Twenty-nine men and women in their 20s, 30s, and 40s at the time of the study who had spent at least part of their youth at the commune were interviewed about their experiences of growing up at Centrepoint, including how psychological manipulation, neglect, sexual abuse, and drug taking affected them at the time and subsequently. About 300 children lived at the commune over the 22 years it operated. The qualitative study, titled A Different Kind of Family: Retrospective accounts of growing up at Centrepoint, and implications for adulthood, contains testimonies from some of the 29 interviewees.
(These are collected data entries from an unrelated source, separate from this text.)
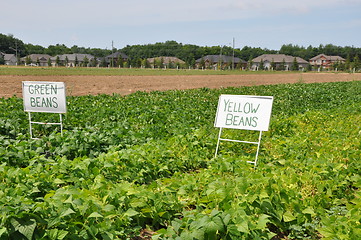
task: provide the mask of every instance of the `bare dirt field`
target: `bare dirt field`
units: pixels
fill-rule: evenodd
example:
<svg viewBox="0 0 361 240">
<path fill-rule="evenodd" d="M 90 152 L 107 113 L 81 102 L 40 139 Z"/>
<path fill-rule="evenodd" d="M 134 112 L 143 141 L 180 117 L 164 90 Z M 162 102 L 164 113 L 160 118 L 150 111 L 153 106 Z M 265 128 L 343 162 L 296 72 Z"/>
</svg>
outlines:
<svg viewBox="0 0 361 240">
<path fill-rule="evenodd" d="M 0 75 L 0 97 L 22 95 L 22 81 L 65 82 L 68 96 L 171 89 L 220 88 L 282 83 L 360 81 L 361 73 L 280 73 L 178 76 L 9 76 Z"/>
</svg>

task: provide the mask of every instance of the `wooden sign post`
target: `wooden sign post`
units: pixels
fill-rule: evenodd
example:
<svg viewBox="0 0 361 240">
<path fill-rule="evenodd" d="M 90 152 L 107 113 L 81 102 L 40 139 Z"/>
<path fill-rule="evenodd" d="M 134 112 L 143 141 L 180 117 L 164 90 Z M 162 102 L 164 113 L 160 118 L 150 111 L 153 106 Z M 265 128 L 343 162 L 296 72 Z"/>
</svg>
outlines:
<svg viewBox="0 0 361 240">
<path fill-rule="evenodd" d="M 272 104 L 272 96 L 221 95 L 219 97 L 217 114 L 214 122 L 214 126 L 220 128 L 215 157 L 218 153 L 220 141 L 257 144 L 255 161 L 248 161 L 256 166 L 262 131 L 268 131 Z M 259 131 L 258 142 L 221 138 L 222 128 Z"/>
</svg>

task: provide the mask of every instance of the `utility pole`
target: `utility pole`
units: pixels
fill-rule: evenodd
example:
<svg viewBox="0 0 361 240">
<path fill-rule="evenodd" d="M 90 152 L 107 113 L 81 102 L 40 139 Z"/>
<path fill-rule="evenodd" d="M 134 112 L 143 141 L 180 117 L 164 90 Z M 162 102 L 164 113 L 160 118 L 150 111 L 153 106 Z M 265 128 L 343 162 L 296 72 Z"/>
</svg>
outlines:
<svg viewBox="0 0 361 240">
<path fill-rule="evenodd" d="M 18 43 L 15 41 L 15 48 L 9 47 L 11 50 L 15 51 L 16 56 L 16 66 L 18 65 Z"/>
<path fill-rule="evenodd" d="M 221 46 L 221 52 L 219 53 L 219 59 L 218 59 L 219 70 L 222 70 L 222 49 L 223 49 L 223 46 Z"/>
<path fill-rule="evenodd" d="M 233 38 L 233 55 L 232 55 L 232 70 L 234 70 L 234 38 Z"/>
<path fill-rule="evenodd" d="M 114 45 L 113 45 L 113 40 L 112 40 L 112 62 L 111 62 L 111 67 L 114 67 L 114 56 L 113 56 L 113 50 L 114 50 Z"/>
</svg>

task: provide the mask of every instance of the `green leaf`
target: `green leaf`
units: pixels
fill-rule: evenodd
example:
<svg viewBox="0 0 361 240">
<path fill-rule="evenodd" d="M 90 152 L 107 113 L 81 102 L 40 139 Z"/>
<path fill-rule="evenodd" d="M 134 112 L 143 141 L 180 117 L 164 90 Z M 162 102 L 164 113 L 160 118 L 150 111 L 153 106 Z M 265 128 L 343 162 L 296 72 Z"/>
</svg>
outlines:
<svg viewBox="0 0 361 240">
<path fill-rule="evenodd" d="M 267 223 L 269 222 L 269 220 L 268 220 L 269 217 L 270 216 L 268 216 L 266 214 L 262 214 L 261 216 L 259 216 L 256 229 L 265 229 L 267 226 Z"/>
<path fill-rule="evenodd" d="M 75 212 L 73 211 L 73 209 L 68 208 L 67 210 L 65 210 L 64 212 L 62 212 L 62 213 L 60 214 L 60 217 L 62 218 L 62 217 L 68 216 L 68 215 L 73 214 L 73 213 L 75 213 Z"/>
<path fill-rule="evenodd" d="M 55 184 L 64 184 L 65 182 L 63 180 L 59 179 L 59 178 L 55 178 L 54 183 Z"/>
<path fill-rule="evenodd" d="M 280 159 L 280 160 L 278 160 L 277 162 L 278 162 L 279 164 L 281 164 L 281 165 L 285 165 L 286 160 L 285 160 L 285 159 Z"/>
<path fill-rule="evenodd" d="M 317 231 L 327 238 L 337 237 L 331 227 L 319 228 Z"/>
<path fill-rule="evenodd" d="M 34 230 L 36 227 L 36 221 L 34 219 L 22 220 L 12 218 L 10 222 L 11 225 L 13 225 L 14 229 L 24 235 L 24 237 L 29 240 L 33 238 Z"/>
<path fill-rule="evenodd" d="M 47 235 L 50 239 L 58 239 L 58 229 L 50 229 L 47 231 Z"/>
<path fill-rule="evenodd" d="M 98 212 L 92 212 L 89 216 L 88 216 L 88 218 L 97 218 L 97 217 L 103 217 L 103 215 L 101 215 L 100 213 L 98 213 Z"/>
<path fill-rule="evenodd" d="M 65 231 L 65 230 L 59 230 L 58 231 L 58 239 L 61 240 L 61 239 L 64 239 L 66 237 L 66 235 L 68 235 L 68 231 Z"/>
<path fill-rule="evenodd" d="M 208 222 L 207 225 L 205 226 L 205 232 L 207 234 L 215 234 L 218 229 L 219 229 L 218 224 L 213 221 Z"/>
<path fill-rule="evenodd" d="M 261 193 L 259 194 L 259 198 L 263 199 L 263 198 L 268 198 L 268 194 L 265 190 L 262 190 Z"/>
<path fill-rule="evenodd" d="M 133 217 L 133 216 L 136 216 L 138 215 L 139 212 L 135 211 L 133 208 L 129 208 L 125 213 L 124 215 L 125 216 L 128 216 L 128 217 Z"/>
<path fill-rule="evenodd" d="M 0 237 L 1 237 L 4 233 L 6 233 L 6 228 L 1 228 L 1 229 L 0 229 Z"/>
<path fill-rule="evenodd" d="M 59 229 L 50 229 L 47 231 L 47 235 L 50 239 L 62 240 L 68 235 L 68 231 L 59 230 Z"/>
<path fill-rule="evenodd" d="M 313 208 L 308 207 L 302 211 L 304 214 L 310 214 L 312 217 L 316 215 L 316 213 L 313 211 Z"/>
<path fill-rule="evenodd" d="M 295 220 L 295 216 L 293 216 L 292 212 L 291 211 L 286 211 L 284 214 L 283 214 L 283 220 L 285 222 L 291 222 L 293 220 Z"/>
<path fill-rule="evenodd" d="M 243 233 L 249 233 L 248 223 L 242 221 L 241 223 L 236 224 L 237 230 Z"/>
<path fill-rule="evenodd" d="M 104 232 L 104 233 L 102 233 L 101 235 L 102 235 L 102 238 L 103 238 L 104 240 L 112 240 L 112 239 L 114 239 L 113 234 L 111 234 L 111 233 L 109 233 L 109 232 Z"/>
</svg>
Most participants agreed it was common to have sex for the first time between the ages of 11 and 13. Boys "propositioned" by older women found it easier to resist, while sexually abused girls – some as young as 10 – were "idealised" as "being in touch with their loving".

Some of the key findings were:

- Centrepoint was an environment which potentially exposed children to a range of adverse circumstances that extended well beyond the widely reported sexual abuse. Drug use, psychological manipulation, parental neglect, witnessing abuse, corporal punishment, adult conflict, peer bullying, and a parent's imprisonment were just some of the additional factors that may have impacted on them.
- Negative impacts were psychological disorders, substance abuse problems, difficulties in intimate and family relationships, financial problems, lack of direction in education and career, fear of social stigma, and, for some, uncertainty about their perception of reality.
- Different experiences, beliefs, and coping strategies created a tendency towards factionalised perspectives about Centrepoint with some study participants arguing it was fundamentally abusive, and others that it was an ideal place to grow up.
- Stigmatised perceptions of Centrepoint were reported as being further sources of psychological distress.

There have been suggestions that the report was 'watered-down' by excluding some of the testimonial content because they would have been too hard to believe and had an impact on the reception of the report as a whole.

== After Centrepoint ==
In March 2000, the trust that owned the property was disestablished by order of The High Court of New Zealand, and all assets placed under administration by the newly formed New Zealand Communities Growth Trust.

The new trust then leased property to the New Community Group, made up of former Centrepoint members, who formed the Anahata Eco-village. By 2004, about 20 adults and 8 children were resident. In 2007, a group of artists took over the property on a short-term lease and renamed it as Kahikatea Eco-village and art-space.

In December 2008, the Public Trust, as trustee for the New Zealand Community Growth Trust, announced the sale of the 7.6 ha property and communal living buildings to The Prema Charitable Trust, which subsequently established the Wellpark College North Shore campus on the site as part of the Kawai Purapura Retreat Centre. The centre was closed in May 2024 due to an eviction order from the Prema Charitable Trust. The site caught fire in January 2025, at which point the buildings were derelict and believed to be occupied by squatters.